River boats may not provide much (or any) space under the bed for bulky suitcases, and the wardrobes (if any) are compact, so small suitcases or soft bags are ideal.

There are exceptions, such as high-end river cruises in Europe from lines such as Uniworld and AmaWaterways; larger riverboats such as the 417-passenger American Queen on the Mississippi River; and luxury lines like Aqua Expeditions that cruise Asia and the Amazon. These ships offer more storage space in generally larger cabins.

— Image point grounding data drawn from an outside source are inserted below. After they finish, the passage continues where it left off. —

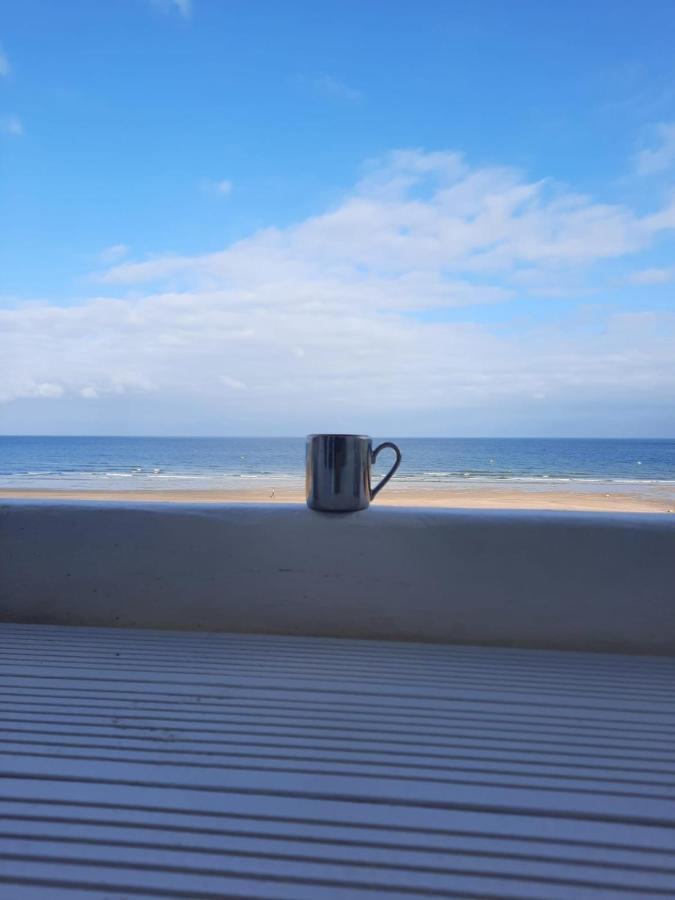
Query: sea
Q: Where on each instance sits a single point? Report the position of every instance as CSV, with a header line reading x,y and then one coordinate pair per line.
x,y
642,467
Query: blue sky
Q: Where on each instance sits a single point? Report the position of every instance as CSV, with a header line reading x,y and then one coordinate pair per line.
x,y
260,217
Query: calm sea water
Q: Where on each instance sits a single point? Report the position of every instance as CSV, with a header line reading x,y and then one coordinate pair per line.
x,y
96,463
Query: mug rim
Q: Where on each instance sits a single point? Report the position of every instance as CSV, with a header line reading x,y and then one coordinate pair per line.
x,y
365,437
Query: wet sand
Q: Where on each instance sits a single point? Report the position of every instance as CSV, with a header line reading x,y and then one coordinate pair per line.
x,y
436,498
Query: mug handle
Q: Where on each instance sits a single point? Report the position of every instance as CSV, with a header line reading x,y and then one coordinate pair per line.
x,y
386,445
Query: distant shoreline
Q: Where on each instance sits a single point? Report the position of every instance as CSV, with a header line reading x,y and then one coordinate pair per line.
x,y
476,498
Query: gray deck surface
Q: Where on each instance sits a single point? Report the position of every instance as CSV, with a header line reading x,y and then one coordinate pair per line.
x,y
192,765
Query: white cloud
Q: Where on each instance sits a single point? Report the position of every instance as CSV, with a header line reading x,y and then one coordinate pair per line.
x,y
333,88
221,188
182,7
48,389
12,125
661,157
233,383
113,254
353,313
654,276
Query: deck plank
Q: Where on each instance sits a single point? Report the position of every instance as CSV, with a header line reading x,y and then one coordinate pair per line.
x,y
164,764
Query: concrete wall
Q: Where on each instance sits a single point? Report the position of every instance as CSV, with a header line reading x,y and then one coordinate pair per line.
x,y
563,580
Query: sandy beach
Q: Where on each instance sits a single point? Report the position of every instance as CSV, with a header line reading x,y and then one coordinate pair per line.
x,y
487,498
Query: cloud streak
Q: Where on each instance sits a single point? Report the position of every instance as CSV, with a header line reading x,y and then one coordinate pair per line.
x,y
366,310
661,157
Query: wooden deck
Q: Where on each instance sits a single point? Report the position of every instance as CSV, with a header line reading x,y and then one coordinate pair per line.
x,y
195,765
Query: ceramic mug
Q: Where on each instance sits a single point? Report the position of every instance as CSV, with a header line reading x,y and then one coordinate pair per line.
x,y
338,476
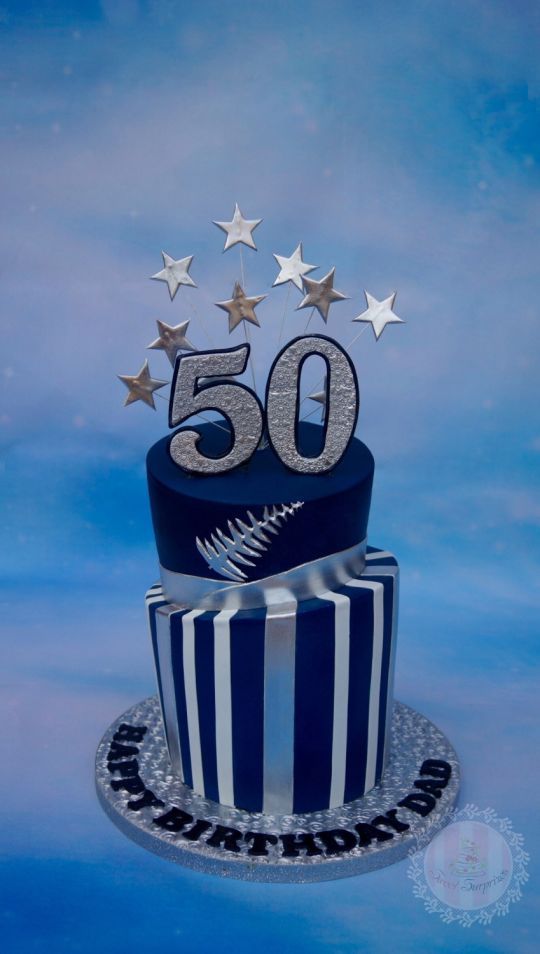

Related: Cruise Ship Packing Mistakes You Want to Avoid at All Costs

Many riverboats also do not include self-service laundry facilities (although some luxury European riverboats do). Some don’t even have a laundry service. If you want to pack light, bring quick-dry underwear and layers that you can wash in the sink and hang to dry.

River Cruise Package List

Breakfast on AmaPrima’s upper deck. AMAWATERWAYS

With all of this in mind, here is a recommended packing list for your river cruise vacation:

  • More lightweight t-shirts and tops, including long-sleeve versions for sun protection.
  • Bottoms, such as leggings, lightweight cargo pants, jeans, khakis, trousers and skirts.
  • Evening wear such as casual dresses, trousers and nice shirts.
  • Several pairs of light underwear and socks.
  • A light cotton scarf or sarong.
  • A light but warm jacket, cardigan and/or thin fleece for chilly mornings or evenings.
  • Sturdy shoes, such as sneakers or simple hiking shoes.
  • A comfortable slip-on shoe for visiting religious sites or for evenings on board.
  • A light backpack or knapsack for trips.
  • Waterproof zipper bag or small bag for your phone and camera for protection in rainy weather and on small boats used for excursions.
  • Local and US currency in small bills to purchase drinks, snacks and souvenirs and to tip local guides.
  • Reading materials (books and e-readers) and/or tablet.
  • Sunscreen and bug spray.
  • Sunglasses.
  • A hat.
  • Lightweight compact umbrella for protection from rain and sun. (Many river cruise lines offer umbrellas, but they’re often large non-folding ones that aren’t convenient to carry around all day.)
  • Prescriptions and basic medicines.
  • Chargers for your electronics, plus a portable charger to ensure your phone is always charged on long trips.
  • Multiple adapters so you can use both North American 100 to 120 volt outlets and European 220 to 240 volt outlets on your river cruise ship. (The latest luxury riverboats may have standard USB charging outlets in bedside lamps.)


The key to packing for a river cruise comes down to two important themes.

First, don’t overpack and don’t bring huge suitcases that won’t fit in your cabin.

Second, dress for success with lots of light layers. Understand the climate and activities you will experience at your river cruise destination and you have the recipe for the perfect packing job.